Si può essere genitori e figli senza essere legati geneticamente: la famiglia non è un fatto biologico, ma può formarsi sull’impulso di una scelta. Intervista con due mamme

Ho conosciuto Maria & Maria cinque anni fa, perché le ho intervistate. Stavo facendo ricerche per Figlia del cuore. Oggi i loro bambini mi chiamano zia; bambini che sono stati partoriti da una delle due, ma sono figli di entrambe. Anche di fronte alla legge. Fin dal nostro primo incontro, Maria & Maria sono state estremamente accoglienti, rispondendo senza remore alle mie domande spesso indiscrete. In materia di omogenitorialità, mi hanno spiegato cose sulle quali avevo poche idee, e anche piuttosto confuse.
La prima intervista che riporto è quella alla madre biologica, che ha effettuato la procreazione assistita e ha partorito i bambini. Maria & Maria mi hanno parlato di aspetti diversi della loro esperienza, la vita quotidiana, il rapporto con le famiglie di origine, la scelta se usufruire di una donazione anonima di seme o di un donatore conoscibile.
La madre biologica
Maria, i vostri sono figli intensamente desiderati; sono l’incarnazione di un desiderio di maternità che nutrivate entrambe. Come mai avete deciso che fossi tu a portare avanti la gravidanza?

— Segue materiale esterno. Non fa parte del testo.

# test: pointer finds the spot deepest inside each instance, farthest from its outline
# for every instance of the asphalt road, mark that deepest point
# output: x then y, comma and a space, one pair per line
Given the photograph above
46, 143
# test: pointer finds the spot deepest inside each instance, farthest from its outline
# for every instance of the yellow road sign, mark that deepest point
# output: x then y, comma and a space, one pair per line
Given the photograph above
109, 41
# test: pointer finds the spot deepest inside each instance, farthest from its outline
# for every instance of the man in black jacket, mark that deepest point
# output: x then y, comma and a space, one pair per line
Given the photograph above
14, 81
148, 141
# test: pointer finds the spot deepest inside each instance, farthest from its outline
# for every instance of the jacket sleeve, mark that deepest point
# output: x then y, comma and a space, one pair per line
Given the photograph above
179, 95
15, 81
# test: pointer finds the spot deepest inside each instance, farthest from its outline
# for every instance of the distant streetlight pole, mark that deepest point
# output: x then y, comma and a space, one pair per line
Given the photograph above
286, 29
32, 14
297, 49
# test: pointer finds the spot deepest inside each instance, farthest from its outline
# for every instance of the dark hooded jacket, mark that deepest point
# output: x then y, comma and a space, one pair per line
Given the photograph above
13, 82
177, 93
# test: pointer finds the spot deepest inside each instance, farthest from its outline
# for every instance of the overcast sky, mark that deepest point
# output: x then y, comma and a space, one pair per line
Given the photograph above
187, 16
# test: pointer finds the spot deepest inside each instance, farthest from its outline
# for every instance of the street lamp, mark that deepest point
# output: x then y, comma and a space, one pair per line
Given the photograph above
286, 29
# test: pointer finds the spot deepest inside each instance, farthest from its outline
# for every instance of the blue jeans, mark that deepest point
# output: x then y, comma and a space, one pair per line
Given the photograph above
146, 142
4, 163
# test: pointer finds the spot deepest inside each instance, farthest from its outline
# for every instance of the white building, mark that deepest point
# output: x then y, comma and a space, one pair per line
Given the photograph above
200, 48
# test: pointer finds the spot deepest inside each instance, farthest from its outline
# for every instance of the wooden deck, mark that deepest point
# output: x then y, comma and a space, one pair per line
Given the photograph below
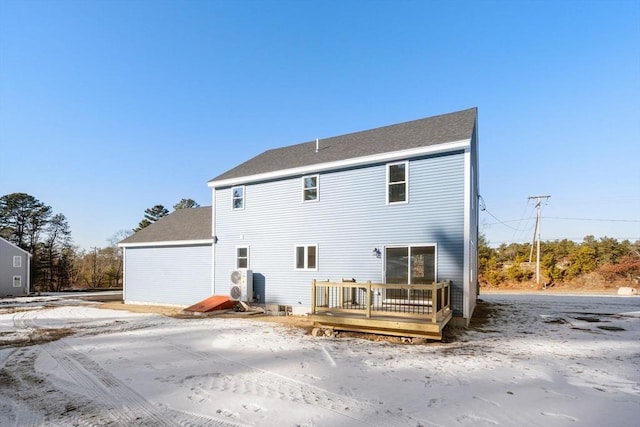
387, 309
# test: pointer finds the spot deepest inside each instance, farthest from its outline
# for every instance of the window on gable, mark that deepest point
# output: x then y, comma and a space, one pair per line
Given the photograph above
307, 257
397, 180
310, 188
238, 197
242, 257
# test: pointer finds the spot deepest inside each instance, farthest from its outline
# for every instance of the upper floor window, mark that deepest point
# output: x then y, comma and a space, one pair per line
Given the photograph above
310, 188
242, 257
397, 182
238, 197
307, 257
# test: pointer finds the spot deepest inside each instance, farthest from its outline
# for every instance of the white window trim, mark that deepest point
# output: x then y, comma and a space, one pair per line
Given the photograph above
406, 183
244, 197
413, 245
317, 187
306, 257
248, 258
408, 246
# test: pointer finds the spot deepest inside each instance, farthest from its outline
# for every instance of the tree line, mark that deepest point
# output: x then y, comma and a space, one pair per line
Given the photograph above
56, 263
561, 261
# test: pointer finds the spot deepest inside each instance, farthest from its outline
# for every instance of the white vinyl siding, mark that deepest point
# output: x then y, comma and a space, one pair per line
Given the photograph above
352, 219
177, 275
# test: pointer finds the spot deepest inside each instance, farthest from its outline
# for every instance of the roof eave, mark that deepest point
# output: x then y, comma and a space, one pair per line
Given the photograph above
167, 243
347, 163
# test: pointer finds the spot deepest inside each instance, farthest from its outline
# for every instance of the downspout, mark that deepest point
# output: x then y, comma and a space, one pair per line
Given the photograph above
215, 240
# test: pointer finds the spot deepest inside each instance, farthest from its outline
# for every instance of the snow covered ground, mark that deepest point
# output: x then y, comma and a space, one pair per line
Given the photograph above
535, 360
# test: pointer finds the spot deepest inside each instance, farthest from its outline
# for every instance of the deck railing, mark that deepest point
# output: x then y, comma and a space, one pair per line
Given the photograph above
431, 301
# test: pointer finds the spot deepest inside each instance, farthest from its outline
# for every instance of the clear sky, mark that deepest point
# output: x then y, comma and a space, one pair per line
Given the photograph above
110, 107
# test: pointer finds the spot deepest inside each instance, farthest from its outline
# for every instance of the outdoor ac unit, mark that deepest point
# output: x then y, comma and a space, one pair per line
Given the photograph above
241, 286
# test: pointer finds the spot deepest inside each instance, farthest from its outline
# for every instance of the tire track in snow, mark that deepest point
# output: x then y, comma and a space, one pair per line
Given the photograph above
124, 404
95, 397
251, 381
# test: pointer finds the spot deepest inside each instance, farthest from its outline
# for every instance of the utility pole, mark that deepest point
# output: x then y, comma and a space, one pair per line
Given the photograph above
539, 200
95, 266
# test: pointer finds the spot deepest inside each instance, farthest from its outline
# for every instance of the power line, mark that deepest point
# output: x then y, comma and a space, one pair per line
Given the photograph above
593, 219
483, 208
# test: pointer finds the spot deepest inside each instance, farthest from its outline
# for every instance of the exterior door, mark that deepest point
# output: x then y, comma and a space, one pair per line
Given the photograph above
412, 265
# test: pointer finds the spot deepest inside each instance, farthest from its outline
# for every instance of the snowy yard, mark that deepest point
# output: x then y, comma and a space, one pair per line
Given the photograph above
534, 360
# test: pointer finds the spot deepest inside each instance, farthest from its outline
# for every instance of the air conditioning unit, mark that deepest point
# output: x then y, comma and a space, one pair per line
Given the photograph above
241, 286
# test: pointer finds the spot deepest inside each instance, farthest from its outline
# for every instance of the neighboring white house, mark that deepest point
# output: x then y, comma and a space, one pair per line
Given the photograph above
15, 264
396, 204
169, 262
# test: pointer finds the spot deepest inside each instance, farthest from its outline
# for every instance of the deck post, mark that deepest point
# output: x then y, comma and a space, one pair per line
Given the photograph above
434, 302
368, 301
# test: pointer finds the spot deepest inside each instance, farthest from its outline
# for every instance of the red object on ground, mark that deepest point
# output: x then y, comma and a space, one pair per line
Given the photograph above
215, 302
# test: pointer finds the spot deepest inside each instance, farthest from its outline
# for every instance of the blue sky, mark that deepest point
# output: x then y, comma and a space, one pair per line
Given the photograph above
110, 107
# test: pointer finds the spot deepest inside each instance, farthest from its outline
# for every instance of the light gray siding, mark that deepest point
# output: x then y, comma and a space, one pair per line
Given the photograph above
177, 275
350, 218
7, 270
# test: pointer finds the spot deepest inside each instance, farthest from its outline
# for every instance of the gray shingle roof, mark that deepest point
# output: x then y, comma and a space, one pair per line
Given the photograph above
450, 127
183, 224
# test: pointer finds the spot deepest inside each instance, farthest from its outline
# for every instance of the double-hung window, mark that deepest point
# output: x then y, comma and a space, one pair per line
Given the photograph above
307, 257
242, 257
310, 188
238, 197
397, 182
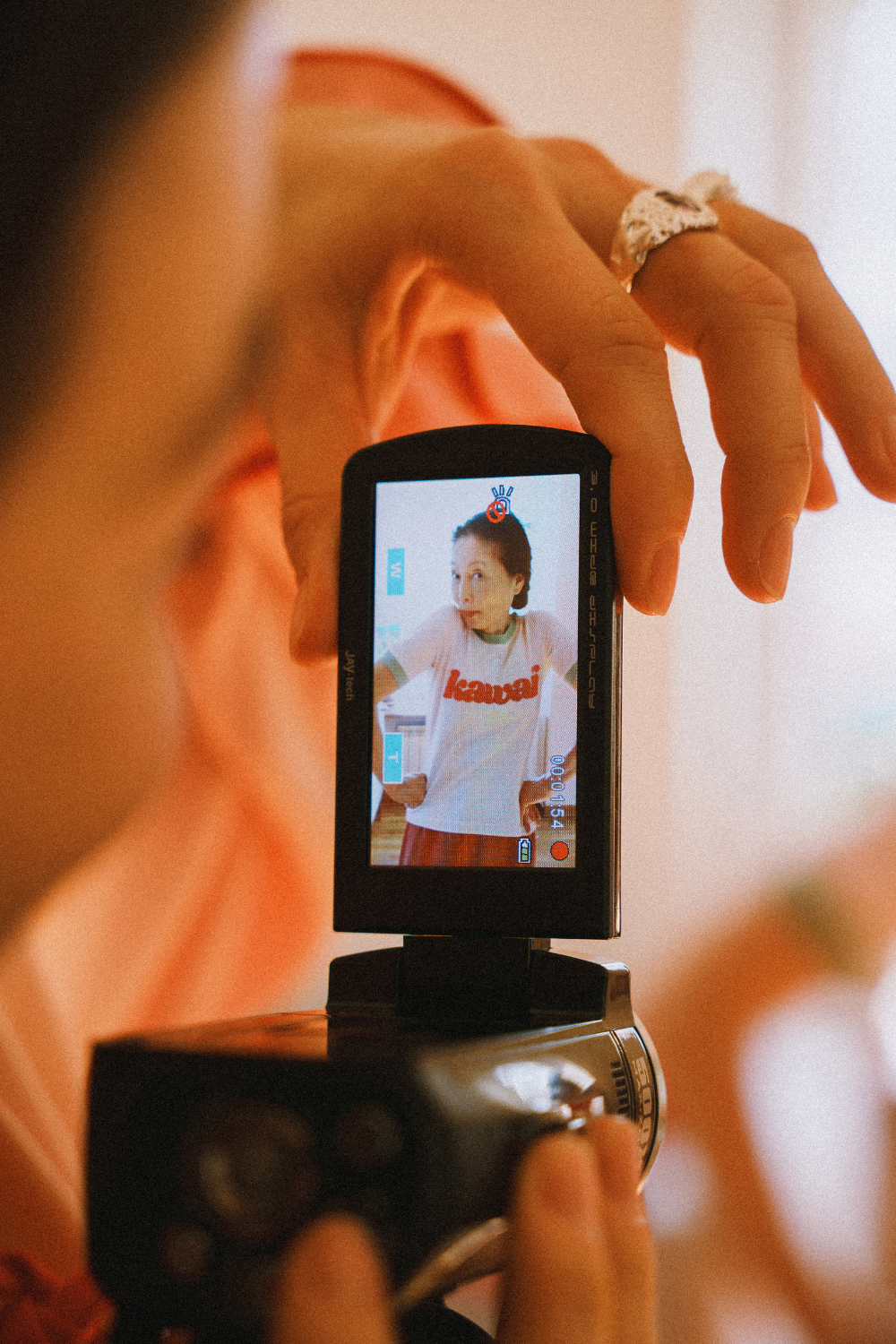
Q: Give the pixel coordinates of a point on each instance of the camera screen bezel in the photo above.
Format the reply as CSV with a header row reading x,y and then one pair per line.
x,y
575,902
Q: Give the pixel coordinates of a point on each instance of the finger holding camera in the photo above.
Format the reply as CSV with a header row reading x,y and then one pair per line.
x,y
581,1257
582,1266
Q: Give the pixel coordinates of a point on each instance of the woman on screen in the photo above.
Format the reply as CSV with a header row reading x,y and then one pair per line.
x,y
474,803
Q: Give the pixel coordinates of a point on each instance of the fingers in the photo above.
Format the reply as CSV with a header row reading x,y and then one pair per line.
x,y
821,488
333,1289
840,367
740,320
581,1262
514,244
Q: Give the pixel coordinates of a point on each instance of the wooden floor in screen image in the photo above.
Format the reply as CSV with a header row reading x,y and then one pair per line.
x,y
389,828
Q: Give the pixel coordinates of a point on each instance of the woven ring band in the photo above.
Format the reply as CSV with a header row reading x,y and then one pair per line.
x,y
656,214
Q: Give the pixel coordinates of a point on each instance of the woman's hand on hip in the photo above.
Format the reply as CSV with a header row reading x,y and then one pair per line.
x,y
392,228
410,792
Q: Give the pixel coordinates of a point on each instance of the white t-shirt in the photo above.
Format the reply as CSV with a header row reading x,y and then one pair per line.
x,y
487,690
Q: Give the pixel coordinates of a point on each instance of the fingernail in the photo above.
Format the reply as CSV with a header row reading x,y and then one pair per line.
x,y
664,573
616,1145
338,1258
567,1183
774,558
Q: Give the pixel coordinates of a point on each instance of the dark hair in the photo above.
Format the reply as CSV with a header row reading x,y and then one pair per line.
x,y
72,74
508,538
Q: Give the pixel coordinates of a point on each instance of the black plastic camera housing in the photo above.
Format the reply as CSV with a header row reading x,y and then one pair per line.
x,y
410,1099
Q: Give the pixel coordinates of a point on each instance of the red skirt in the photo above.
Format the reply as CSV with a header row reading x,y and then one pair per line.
x,y
422,849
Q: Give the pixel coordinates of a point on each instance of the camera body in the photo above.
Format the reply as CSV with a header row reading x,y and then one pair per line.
x,y
211,1147
462,731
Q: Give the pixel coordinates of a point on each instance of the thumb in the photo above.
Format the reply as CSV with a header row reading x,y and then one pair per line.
x,y
333,1289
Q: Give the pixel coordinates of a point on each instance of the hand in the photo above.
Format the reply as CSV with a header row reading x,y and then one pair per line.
x,y
392,228
530,795
410,792
581,1261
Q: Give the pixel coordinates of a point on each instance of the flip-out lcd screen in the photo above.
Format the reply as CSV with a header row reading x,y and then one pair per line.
x,y
478,706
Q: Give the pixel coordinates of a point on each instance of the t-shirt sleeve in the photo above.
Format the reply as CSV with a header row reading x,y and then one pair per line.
x,y
422,650
560,648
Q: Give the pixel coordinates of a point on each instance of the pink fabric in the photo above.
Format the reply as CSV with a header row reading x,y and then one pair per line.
x,y
39,1308
209,902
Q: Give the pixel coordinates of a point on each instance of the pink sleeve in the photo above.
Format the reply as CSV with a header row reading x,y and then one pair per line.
x,y
210,900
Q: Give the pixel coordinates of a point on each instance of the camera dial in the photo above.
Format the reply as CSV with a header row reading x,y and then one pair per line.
x,y
252,1168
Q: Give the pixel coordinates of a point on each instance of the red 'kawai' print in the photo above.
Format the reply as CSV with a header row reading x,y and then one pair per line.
x,y
479,693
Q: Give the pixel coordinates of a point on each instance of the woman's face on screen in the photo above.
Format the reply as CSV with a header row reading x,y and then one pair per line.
x,y
481,588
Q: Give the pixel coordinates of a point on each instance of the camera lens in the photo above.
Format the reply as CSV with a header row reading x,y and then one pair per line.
x,y
253,1168
368,1136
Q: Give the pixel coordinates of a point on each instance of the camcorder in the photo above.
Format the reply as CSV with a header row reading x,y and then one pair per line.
x,y
477,814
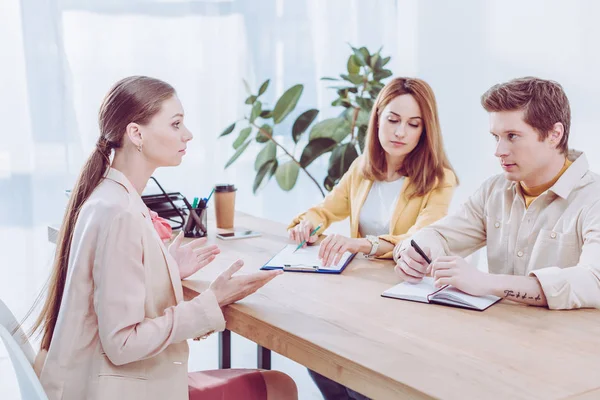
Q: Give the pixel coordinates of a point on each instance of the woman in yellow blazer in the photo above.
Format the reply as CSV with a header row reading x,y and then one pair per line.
x,y
115,323
402,182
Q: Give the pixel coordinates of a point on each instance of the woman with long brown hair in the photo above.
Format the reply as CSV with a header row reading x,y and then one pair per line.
x,y
114,322
401,183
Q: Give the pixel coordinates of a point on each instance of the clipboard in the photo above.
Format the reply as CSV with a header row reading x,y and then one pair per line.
x,y
305,260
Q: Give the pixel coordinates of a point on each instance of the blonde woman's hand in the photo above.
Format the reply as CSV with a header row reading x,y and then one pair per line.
x,y
229,288
192,256
301,232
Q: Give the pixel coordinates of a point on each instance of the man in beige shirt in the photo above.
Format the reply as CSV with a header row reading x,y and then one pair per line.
x,y
540,219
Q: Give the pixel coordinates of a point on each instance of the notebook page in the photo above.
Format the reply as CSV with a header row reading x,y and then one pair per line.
x,y
308,256
453,295
412,291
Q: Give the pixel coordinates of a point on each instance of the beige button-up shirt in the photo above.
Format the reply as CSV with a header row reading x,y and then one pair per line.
x,y
556,239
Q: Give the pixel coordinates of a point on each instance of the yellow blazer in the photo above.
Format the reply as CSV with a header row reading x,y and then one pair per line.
x,y
348,196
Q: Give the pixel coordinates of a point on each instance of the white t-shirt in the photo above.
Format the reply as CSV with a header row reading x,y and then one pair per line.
x,y
378,208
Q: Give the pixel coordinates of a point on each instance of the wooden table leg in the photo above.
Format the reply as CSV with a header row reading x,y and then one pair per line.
x,y
263,357
225,349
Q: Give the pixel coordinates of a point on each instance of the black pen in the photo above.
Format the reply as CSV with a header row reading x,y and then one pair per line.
x,y
420,251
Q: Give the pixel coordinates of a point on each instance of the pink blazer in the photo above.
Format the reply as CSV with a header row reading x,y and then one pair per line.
x,y
122,328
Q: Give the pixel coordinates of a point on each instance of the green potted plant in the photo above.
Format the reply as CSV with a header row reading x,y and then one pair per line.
x,y
343,136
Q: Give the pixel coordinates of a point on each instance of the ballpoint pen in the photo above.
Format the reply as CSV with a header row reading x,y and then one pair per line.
x,y
304,241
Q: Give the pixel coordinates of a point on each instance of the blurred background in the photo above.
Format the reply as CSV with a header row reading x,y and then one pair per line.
x,y
58,58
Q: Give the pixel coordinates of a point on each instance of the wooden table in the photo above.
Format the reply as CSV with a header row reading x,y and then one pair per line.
x,y
340,326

Per diverse ragioni, una delle quali è che io desideravo particolarmente riscoprire la mia parte femminile. Sono stata tirata su da mio padre come se fossi stata un maschio e quand’ero piccola a volte mi scambiavano per un ragazzino. Ci soffrivo. Io sono sempre stata e mi sono sempre sentita donna, non ho mai pensato che avrei preferito essere un uomo e se rinascessi vorrei rinascere donna. D’altra parte, è chiaro che la mia femminilità non è la più classica del mondo.
Hai avuto altre relazioni importanti, prima di quella con Maria?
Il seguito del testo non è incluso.